Fils d'ouvrier, son parcours témoigne non seulement du vieux monde où il a effectué toute sa carrière de Sciences Po Grenoble en passant par tous les échelons militants, mais il est aussi le symbole de l'ascension sociale dans un pays où les classes populaires doutent de plus en plus de faire partie du projet présidentiel perçu comme injustes et uniquement favorable aux "premiers de cordées". Olivier Dussopt, qui n'a pas voté la confiance au gouvernement en juillet, a combattu avec force la loi de moralisation de la vie publique et a également voté contre le projet de finances, alors que le Président tentait déjà d'ouvrir la discussion pour une possible entrée au gouvernement peut rassurer certains électeurs de gauche. Proche de Benoît Hamon il y a 17 ans, il est ensuite devenu un aubriste de premier plan, notamment lors de la primaire de la gauche en 2012. C'était sans compter l'ascension de Manuel Valls au poste de premier ministre qui l'a irrémédiablement attiré vers le pouvoir. Cependant, s'il a soutenu l'ex locataire de Matignon lors des primaire, en 2017, il a loyalement oeuvré -avec le succès que l'on sait- pour la campagne du candidat Benoît Hamon quand Manuel Valls a pris -lui- la poudre d'escampette. Lors des législatives, pourtant confronté sur son territoire à une candidate LREM, Olivier Dussopt réalise 56% des voix. Un exploit. Lors de ce scrutin, l'ancien benjamin de l'Assemblée nationale a plus que jamais consolidé son ancrage sur le territoire.

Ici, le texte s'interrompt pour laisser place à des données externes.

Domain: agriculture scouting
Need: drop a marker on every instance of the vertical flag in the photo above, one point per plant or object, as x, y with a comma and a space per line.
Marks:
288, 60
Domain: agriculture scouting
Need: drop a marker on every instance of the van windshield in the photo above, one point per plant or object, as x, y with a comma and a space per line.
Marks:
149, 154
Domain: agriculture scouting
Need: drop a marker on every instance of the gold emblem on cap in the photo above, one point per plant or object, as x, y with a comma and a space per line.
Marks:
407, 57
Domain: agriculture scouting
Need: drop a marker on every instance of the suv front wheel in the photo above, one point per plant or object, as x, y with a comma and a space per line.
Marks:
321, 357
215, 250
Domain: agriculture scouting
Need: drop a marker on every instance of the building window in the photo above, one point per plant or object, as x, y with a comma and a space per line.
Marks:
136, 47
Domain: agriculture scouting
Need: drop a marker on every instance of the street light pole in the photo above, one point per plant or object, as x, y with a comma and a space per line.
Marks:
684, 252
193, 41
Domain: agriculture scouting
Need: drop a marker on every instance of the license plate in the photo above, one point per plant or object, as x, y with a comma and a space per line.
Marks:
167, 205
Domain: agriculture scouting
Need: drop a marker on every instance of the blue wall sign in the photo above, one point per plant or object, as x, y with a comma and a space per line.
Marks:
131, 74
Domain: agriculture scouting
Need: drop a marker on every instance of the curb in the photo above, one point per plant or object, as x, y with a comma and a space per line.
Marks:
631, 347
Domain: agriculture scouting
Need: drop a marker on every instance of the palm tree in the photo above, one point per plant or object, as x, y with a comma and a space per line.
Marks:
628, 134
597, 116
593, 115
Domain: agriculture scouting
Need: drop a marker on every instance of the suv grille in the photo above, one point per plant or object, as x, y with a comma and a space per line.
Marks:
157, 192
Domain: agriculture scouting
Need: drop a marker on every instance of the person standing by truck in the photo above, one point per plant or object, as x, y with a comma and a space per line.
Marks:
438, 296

Parce qu'il est en faveur de la PMA et en même temps, sera confronté aux marcheurs partagés sur le sujet

Autre sujet sur lequel Olivier Dussopt s'est fait remarqué et offre la possibilité à Emmanuel Macron de se montrer un peu plus ouvert aux idées progressistes, le mariage pour tous et la PMA : «On se plaît à répéter la devise républicaine, mais on semble oublier que la réalité de ces trois mots n’est pas la même pour tout le monde », a déclaré le député lors de l'introduction à son discours, mercredi 30 janvier 2013, à l’Assemblée nationale en rendant hommage à celles et ceux qui ont marqué l’histoire en luttant pour la dépénalisation de l’homosexualité ou en votant pour le pacs. «Mais je veux surtout penser à celles et ceux qui attendent ce texte. Je pense à ces familles qui existent, ces enfants qui grandissent, entourés de l ‘amour de leurs parents au sein de couples de même sexe, ces familles que nous allons sécuriser et protéger en ouvrant l’adoption.» Seul problème, si Emmanuel Macron se montre favorable à la PMA, ce n'est pas franchement le cas de toute sa garde rapprochée alors qui Olivier Dussopt devra néanmoins collaborer.

Alors Emmanuel Macron, fin stratège et leader du nouveau monde post-politique, poursuit-il son travail de sape de toute opposition ou est-il en train de faire entrer un futur frondeur dans la bergerie ? L'histoire nous le dira. A moins que dans un sursaut, les clivages d'antan ne renaissent de leurs cendres... Les idéologies politiques sont mortes. Vive les idéologies politiques.